I have been following Manix Abrera's comics in the early 2000's through the pages of Philippine Daily Inquirer. So imagine the joy I had when finally, in college, I got his very first compilation titled Mga Tagpong Mukhang Ewan At Kung Anu-ano Pang Kababalaghan. Abrera's humor is not for the faint of heart. It is direct, unapologetic, and although it sometimes border on the metaphysical, it remains sharp that it slices through you, making you ask yourself instead if it is indeed funny or painful because it hits you right on the spot. I've once worked for the student publication for three years back in college, and we juggled our tasks like mad to meet the required weekly (yes, weekly) output, so this particular edition, Hukbong Sandatahan ng Kahagardan!, is a gem because it accurately details the comedy and pains of working as a journalist. It is dark at times, yes, it is brimming with piping hot sarcasm, but it is signature Abrera to put you off for a moment but bring you back in to its uncomfortable embrace. There's a lot more to say about Manix Abrera and his works, but I suggest you guys go see them for yourselves. You'll get a good laugh. That's what we need these days, right?


Wednesday, August 10, 2016

buwan ng mga akdang pinoy

Yesterday I received a little surprise from the mail man. I got this book. And published in this book is my short fiction piece “The Forgiving.” I have genuinely forgotten I have written this piece. How timely it is to receive this on August, which is considered to be our country’s Buwan ng mga Akdang Pinoy. Ubod, which literally means “bamboo shoots,” is a product of the National Commission for Culture and the Arts’ (NCCA) goal to showcase emerging voices in Philippine literature from across the archipelago. I am surprised and humbled to be part of this collection, to be one of the few featured writers from Central Visayas, considering what I have contributed to this anthology is a product of a genre writing challenge sometime in 2011 to 2012, during the productive years of LitCritters Dumaguete. I have not written much like in those days, especially fiction, with my routines and habits these days almost bursting to the seams already. But I guess this is a sign to get back into it. I am still mastering this craft, and I hope I can contribute more and better works through the years, to do my part as a practicing writer.
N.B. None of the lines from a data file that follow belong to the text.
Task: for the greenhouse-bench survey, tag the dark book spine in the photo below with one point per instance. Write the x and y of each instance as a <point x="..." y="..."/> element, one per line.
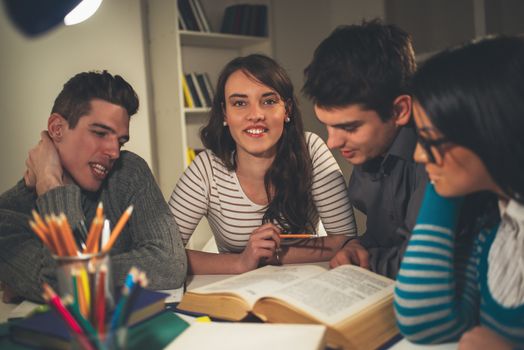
<point x="203" y="88"/>
<point x="192" y="89"/>
<point x="261" y="27"/>
<point x="227" y="20"/>
<point x="187" y="14"/>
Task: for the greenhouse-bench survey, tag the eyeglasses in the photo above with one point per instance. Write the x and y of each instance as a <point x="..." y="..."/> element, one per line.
<point x="431" y="146"/>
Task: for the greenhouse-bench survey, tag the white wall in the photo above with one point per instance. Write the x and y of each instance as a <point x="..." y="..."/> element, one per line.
<point x="32" y="72"/>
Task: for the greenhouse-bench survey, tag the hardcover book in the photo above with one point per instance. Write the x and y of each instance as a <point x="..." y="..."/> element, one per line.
<point x="47" y="329"/>
<point x="353" y="303"/>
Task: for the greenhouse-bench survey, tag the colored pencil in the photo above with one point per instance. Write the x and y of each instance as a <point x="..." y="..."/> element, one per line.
<point x="118" y="229"/>
<point x="297" y="235"/>
<point x="54" y="301"/>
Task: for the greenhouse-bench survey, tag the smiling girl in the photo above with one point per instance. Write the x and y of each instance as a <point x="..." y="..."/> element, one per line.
<point x="260" y="176"/>
<point x="462" y="276"/>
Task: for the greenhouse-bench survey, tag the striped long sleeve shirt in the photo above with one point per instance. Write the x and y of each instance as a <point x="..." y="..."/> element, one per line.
<point x="443" y="287"/>
<point x="208" y="189"/>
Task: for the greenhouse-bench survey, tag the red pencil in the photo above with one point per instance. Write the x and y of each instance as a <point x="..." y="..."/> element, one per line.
<point x="55" y="302"/>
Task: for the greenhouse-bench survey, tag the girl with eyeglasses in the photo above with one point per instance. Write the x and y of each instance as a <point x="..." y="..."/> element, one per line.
<point x="462" y="275"/>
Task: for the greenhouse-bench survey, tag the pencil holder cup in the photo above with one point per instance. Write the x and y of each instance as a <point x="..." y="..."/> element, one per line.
<point x="88" y="281"/>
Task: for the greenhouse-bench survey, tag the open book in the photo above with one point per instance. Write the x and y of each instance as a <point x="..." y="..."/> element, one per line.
<point x="355" y="304"/>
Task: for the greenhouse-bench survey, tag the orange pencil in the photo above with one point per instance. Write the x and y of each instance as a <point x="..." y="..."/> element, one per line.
<point x="54" y="235"/>
<point x="67" y="235"/>
<point x="100" y="210"/>
<point x="297" y="235"/>
<point x="40" y="223"/>
<point x="100" y="303"/>
<point x="94" y="235"/>
<point x="118" y="229"/>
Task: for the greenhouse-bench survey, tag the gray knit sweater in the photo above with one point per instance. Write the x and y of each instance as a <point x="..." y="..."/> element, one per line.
<point x="150" y="240"/>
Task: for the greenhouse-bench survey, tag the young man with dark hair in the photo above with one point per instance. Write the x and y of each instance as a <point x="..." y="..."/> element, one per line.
<point x="358" y="81"/>
<point x="77" y="164"/>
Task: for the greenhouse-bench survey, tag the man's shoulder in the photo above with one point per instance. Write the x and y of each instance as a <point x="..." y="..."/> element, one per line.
<point x="18" y="197"/>
<point x="131" y="166"/>
<point x="129" y="161"/>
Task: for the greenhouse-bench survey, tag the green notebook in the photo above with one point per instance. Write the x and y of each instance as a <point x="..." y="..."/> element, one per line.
<point x="48" y="330"/>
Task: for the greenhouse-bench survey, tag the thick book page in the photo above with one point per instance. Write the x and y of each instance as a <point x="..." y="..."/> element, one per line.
<point x="334" y="295"/>
<point x="257" y="283"/>
<point x="252" y="336"/>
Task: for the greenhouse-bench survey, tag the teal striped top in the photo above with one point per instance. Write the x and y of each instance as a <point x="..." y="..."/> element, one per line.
<point x="441" y="288"/>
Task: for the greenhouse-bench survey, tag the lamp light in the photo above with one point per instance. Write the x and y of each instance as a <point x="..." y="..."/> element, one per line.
<point x="33" y="17"/>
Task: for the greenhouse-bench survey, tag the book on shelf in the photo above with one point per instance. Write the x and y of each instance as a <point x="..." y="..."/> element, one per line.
<point x="356" y="305"/>
<point x="47" y="329"/>
<point x="192" y="89"/>
<point x="184" y="8"/>
<point x="200" y="15"/>
<point x="198" y="90"/>
<point x="245" y="19"/>
<point x="188" y="100"/>
<point x="193" y="15"/>
<point x="206" y="93"/>
<point x="181" y="22"/>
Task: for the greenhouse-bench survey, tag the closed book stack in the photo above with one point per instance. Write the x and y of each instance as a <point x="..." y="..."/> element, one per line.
<point x="192" y="16"/>
<point x="149" y="325"/>
<point x="197" y="90"/>
<point x="245" y="19"/>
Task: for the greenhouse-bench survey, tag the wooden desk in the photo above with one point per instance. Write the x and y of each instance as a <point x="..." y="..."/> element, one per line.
<point x="202" y="280"/>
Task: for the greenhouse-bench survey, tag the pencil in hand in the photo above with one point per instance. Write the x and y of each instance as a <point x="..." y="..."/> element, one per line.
<point x="297" y="235"/>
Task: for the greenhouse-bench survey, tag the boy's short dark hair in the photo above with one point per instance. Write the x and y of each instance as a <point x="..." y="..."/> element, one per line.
<point x="369" y="64"/>
<point x="75" y="98"/>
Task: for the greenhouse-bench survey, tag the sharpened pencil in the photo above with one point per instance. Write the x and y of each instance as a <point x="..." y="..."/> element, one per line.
<point x="118" y="229"/>
<point x="297" y="235"/>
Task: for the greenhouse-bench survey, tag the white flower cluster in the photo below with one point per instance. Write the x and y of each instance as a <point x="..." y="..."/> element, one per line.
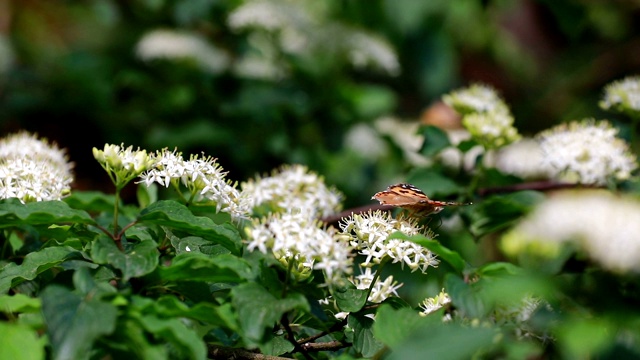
<point x="293" y="187"/>
<point x="381" y="290"/>
<point x="523" y="158"/>
<point x="122" y="164"/>
<point x="203" y="177"/>
<point x="369" y="235"/>
<point x="623" y="95"/>
<point x="604" y="226"/>
<point x="430" y="305"/>
<point x="485" y="115"/>
<point x="586" y="152"/>
<point x="302" y="28"/>
<point x="31" y="169"/>
<point x="302" y="245"/>
<point x="173" y="45"/>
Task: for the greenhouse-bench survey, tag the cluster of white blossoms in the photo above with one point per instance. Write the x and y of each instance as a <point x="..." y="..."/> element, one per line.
<point x="293" y="198"/>
<point x="121" y="163"/>
<point x="586" y="152"/>
<point x="168" y="44"/>
<point x="623" y="96"/>
<point x="430" y="305"/>
<point x="202" y="176"/>
<point x="301" y="244"/>
<point x="604" y="226"/>
<point x="303" y="27"/>
<point x="31" y="169"/>
<point x="368" y="234"/>
<point x="523" y="158"/>
<point x="381" y="290"/>
<point x="484" y="114"/>
<point x="294" y="188"/>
With that in mind, I am thankful for the writers Shane Carreon for giving me the heads up just a few days ago that I am actually published in this book, Haidee Palapar for calling my attention about the deadline for submissions almost four years ago, Hope Sabanpan-Yu and Lolita Go for relaying me to the editor on how to get my complimentary copy, and ultimately, NCCA, Juliet Mallari, Alex Dacanay, and Victor Sugbo for including me in this anthology. And also, Edgar Samar for pushing the celebration Buwan ng mga Akdang Pinoy forward into national discourse. We need more of this.